$(m,n) = (p-1, (p-1)!-p+2)$ where $p\ge 5$ be a prime works. Will post proof later.

qweDota wrote: Prove that there exist infinitely pairs $(m,n)$ such that $m+n$ divides $(m!)^n+(n!)^m+1$ https://artofproblemsolving.com/community/c6h1573800p9677835

Different construction Take m prime n = (largest prime divisor of $(m-1)!m!^{m-1}+-m^{m-1 } + (m-1)!$ ) - m works

MarkBcc168 wrote: $(m,n) = (p-1, (p-1)!-p+2)$ where $p\ge 5$ be a prime works. Will post proof later. We can right (m,n)=(p-1,(p-1)!+1-(p-1)). So putting in the problem we get ((p-1)!)^((p-1)!-(p-1)!-(p-1)+1)+((p-1)!-(p-1)+1)^(p-1)+1/((p-1)!+1)=>((p-1)!-(p-1)+1)^(p-1)/((p-1)!+1)=>(((p-1)!+1)-(p-1))^(p-1)/((p-1)!+1)=>(p-1)^(p-1)/((p-1)!+1) by Wilson's theorem (p-1)!+1 is divisible by p or i.e it has p as its divisor, but the numerator doesn 't have such property.

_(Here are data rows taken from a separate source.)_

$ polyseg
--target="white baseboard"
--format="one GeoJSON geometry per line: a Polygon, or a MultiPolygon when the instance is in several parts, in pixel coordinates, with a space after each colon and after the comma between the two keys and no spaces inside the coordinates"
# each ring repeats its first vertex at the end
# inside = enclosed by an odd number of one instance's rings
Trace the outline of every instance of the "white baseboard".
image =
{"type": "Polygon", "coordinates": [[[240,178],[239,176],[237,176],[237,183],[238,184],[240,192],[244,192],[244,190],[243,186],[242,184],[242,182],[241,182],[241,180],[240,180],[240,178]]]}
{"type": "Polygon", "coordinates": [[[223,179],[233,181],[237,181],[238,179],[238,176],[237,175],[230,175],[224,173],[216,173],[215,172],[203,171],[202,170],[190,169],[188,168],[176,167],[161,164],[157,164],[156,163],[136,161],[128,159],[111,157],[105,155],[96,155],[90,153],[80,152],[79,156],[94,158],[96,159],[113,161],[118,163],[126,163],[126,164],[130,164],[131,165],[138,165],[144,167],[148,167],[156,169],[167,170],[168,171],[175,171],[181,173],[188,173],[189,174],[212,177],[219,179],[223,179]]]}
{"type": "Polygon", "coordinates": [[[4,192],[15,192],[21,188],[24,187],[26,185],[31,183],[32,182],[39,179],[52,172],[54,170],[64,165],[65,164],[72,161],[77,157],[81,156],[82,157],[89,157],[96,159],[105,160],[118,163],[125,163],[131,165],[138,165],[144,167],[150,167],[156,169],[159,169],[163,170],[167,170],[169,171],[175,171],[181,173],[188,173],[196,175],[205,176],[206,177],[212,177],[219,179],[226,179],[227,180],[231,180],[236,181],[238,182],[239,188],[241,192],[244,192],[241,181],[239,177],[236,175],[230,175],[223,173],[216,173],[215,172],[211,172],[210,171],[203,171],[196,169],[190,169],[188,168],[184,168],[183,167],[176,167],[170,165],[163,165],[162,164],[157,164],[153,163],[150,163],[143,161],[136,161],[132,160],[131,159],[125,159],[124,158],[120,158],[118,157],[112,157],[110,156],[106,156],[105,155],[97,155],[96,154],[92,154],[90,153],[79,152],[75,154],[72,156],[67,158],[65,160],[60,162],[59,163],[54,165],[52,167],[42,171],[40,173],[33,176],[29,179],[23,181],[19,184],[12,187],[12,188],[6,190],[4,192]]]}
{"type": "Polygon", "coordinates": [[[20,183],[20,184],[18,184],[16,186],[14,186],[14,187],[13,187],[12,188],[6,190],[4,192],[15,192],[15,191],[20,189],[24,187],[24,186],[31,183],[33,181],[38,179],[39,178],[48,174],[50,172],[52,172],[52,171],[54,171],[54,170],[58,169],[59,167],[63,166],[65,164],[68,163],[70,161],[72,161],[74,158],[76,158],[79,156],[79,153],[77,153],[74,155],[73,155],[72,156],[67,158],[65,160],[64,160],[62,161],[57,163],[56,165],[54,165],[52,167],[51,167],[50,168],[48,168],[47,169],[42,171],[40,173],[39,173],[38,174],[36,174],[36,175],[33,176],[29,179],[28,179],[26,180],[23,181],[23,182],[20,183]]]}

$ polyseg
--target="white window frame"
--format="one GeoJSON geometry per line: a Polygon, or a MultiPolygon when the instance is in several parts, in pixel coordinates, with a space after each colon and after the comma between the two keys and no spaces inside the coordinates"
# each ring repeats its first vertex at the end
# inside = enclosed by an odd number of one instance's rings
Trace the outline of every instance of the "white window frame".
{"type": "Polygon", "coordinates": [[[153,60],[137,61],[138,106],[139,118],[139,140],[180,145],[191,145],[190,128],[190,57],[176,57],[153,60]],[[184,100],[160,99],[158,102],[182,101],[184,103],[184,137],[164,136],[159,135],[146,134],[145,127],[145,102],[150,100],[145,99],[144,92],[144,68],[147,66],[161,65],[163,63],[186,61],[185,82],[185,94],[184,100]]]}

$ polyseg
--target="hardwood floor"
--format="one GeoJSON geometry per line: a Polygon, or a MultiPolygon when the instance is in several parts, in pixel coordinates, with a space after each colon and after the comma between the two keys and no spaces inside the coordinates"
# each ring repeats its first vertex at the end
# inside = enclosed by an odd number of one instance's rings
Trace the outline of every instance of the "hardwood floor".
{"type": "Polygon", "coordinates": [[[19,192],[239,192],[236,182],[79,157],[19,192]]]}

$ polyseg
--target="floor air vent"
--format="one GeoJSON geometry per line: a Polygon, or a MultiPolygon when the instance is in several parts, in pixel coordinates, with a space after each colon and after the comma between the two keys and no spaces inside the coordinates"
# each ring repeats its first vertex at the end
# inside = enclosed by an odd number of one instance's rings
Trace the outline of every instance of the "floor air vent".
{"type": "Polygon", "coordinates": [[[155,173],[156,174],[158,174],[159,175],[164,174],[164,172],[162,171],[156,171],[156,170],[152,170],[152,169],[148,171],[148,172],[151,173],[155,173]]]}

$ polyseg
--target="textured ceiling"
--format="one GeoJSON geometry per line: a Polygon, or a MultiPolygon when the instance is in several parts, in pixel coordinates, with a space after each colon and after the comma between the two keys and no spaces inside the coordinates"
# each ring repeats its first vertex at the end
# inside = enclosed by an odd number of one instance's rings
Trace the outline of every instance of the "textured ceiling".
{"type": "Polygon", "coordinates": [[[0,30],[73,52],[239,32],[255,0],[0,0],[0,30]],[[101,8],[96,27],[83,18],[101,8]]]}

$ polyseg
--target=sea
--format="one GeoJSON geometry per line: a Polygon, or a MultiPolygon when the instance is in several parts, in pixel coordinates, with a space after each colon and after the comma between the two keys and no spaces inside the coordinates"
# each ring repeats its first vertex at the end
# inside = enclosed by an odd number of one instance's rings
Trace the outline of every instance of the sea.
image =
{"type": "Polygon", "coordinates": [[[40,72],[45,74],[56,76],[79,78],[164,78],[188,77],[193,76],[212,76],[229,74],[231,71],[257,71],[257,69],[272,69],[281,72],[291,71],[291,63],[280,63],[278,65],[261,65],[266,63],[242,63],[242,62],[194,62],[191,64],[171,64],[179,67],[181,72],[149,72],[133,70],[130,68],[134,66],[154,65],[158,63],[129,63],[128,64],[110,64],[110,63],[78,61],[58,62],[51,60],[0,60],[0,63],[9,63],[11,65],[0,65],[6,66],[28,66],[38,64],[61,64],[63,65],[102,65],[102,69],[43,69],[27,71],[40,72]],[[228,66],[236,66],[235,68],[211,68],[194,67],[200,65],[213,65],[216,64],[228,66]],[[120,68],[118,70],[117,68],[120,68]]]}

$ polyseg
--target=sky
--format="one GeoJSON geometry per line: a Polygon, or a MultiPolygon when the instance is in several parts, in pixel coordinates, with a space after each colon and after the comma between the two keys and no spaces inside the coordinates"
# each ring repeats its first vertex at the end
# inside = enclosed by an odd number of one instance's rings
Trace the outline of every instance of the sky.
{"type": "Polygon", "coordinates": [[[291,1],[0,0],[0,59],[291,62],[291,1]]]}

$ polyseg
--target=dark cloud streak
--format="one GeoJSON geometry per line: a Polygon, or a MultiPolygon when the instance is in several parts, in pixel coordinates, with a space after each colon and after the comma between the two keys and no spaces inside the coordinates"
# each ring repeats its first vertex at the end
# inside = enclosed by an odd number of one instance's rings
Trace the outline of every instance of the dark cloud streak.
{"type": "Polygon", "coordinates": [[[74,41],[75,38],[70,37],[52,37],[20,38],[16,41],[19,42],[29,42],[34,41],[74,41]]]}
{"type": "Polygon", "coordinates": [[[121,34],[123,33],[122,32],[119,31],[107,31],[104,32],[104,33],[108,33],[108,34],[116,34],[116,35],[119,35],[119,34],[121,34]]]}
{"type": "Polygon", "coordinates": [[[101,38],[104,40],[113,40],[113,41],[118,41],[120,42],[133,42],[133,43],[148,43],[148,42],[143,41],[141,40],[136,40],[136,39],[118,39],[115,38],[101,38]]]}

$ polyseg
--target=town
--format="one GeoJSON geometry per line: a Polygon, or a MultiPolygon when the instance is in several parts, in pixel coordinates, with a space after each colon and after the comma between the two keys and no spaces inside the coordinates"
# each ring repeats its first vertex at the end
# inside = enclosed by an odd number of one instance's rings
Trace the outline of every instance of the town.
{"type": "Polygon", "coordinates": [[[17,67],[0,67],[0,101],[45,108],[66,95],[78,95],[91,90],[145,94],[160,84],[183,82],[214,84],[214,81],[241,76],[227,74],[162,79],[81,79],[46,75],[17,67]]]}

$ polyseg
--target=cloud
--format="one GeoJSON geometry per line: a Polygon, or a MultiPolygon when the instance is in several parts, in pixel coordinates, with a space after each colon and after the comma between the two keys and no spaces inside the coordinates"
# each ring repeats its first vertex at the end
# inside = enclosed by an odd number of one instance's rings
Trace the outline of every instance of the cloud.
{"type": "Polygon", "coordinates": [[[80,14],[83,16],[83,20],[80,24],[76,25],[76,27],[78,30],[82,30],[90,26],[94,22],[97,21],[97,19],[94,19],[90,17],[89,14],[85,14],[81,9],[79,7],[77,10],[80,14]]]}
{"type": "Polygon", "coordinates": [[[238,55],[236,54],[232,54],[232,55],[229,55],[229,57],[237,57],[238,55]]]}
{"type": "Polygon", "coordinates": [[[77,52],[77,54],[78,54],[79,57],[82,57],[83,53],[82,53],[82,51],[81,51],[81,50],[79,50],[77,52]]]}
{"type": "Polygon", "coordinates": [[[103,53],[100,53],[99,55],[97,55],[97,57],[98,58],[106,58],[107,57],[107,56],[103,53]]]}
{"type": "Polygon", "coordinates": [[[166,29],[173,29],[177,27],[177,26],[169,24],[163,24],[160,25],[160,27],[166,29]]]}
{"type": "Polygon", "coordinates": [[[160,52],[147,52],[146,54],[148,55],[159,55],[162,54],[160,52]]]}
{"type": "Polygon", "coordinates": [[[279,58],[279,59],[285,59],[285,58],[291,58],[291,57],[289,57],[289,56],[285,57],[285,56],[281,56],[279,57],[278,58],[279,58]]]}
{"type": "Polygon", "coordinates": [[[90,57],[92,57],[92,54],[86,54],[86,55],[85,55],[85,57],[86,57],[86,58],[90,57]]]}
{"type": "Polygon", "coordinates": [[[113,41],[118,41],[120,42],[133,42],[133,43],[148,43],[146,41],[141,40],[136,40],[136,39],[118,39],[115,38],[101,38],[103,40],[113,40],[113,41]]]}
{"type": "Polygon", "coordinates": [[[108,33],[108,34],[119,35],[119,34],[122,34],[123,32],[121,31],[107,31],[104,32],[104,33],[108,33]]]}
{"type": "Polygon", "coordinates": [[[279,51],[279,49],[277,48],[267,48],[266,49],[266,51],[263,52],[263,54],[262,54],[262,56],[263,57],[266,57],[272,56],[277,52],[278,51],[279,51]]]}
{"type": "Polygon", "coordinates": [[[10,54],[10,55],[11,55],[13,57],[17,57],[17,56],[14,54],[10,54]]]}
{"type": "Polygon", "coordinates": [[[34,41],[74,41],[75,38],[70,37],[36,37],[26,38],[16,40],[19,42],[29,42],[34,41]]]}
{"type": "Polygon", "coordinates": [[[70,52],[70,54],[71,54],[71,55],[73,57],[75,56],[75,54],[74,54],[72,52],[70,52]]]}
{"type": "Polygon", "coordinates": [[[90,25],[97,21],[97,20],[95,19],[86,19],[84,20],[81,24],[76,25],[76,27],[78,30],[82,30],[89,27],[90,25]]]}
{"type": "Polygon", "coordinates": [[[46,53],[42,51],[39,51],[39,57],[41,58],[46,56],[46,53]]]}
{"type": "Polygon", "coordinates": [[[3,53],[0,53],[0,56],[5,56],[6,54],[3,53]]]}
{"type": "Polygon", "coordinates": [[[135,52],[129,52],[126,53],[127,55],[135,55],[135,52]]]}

Take $n\geq 2$ and $n=p-m$ where $p$ is (an odd) prime - then we want $p$ to divide $((p-n)!)^n + (n!)^{p-n} + 1$. As $p>n$, we have $(p,(n!)^n) = 1$ and so equivalently we want $p$ to divide $(n!(p-n)!)^n + (n!)^p + (n!)^n$. As $(n!)^p \equiv n! \pmod p$ by Fermat's Little Theorem and $n!(p-n)! \equiv 1\cdot 2\cdots n \cdot (-1)^{p-n} \cdot n \cdot (n+1) \cdots (p-1) \equiv (-1)^{p-n}n(p-1)! \equiv (-1)^{n}n$ by Wilson's Theorem, we reduce to $p$ dividing $(-1)^{n^2}n^n + n! + (n!)^n$. So it now suffices to show for $n\geq 2$ that the integer $N = (-1)^{n^2}n^n + n! + (n!)^n = n^n((n-1)!^n + (-1)^{n^2}) + n!$ has a prime divisor greater than $n$. If $q\leq n$ is a prime divisor of $N$ then $q$ must divide $n^n$ and hence $n$. The power of $q$ in $N$ is less than $n$, since $n^n((n-1)!^n + (-1)^{n^2})$ is divisible by $q^n$ (as $q$ divides $n$) while the power of $q$ in $n!$ is at most $\sum_{i=1}^{\infty} \left\lfloor \frac{n}{q^i} \right\rfloor < n \sum_{i=1}^{\infty} \frac{1}{2^i} = n$. As the product of all prime factors of $n$ is less than $n$ we conclude that if all prime factors of $N$ are at most $n$, then $N \leq n^n$ - but this is clearly a contradiction, which completes the proof.

Let $n=p-m$ where $p$ is a prime dividing $(m-1)!+(-m)^m+(m!)^m$; it's easy to see that $p>m$.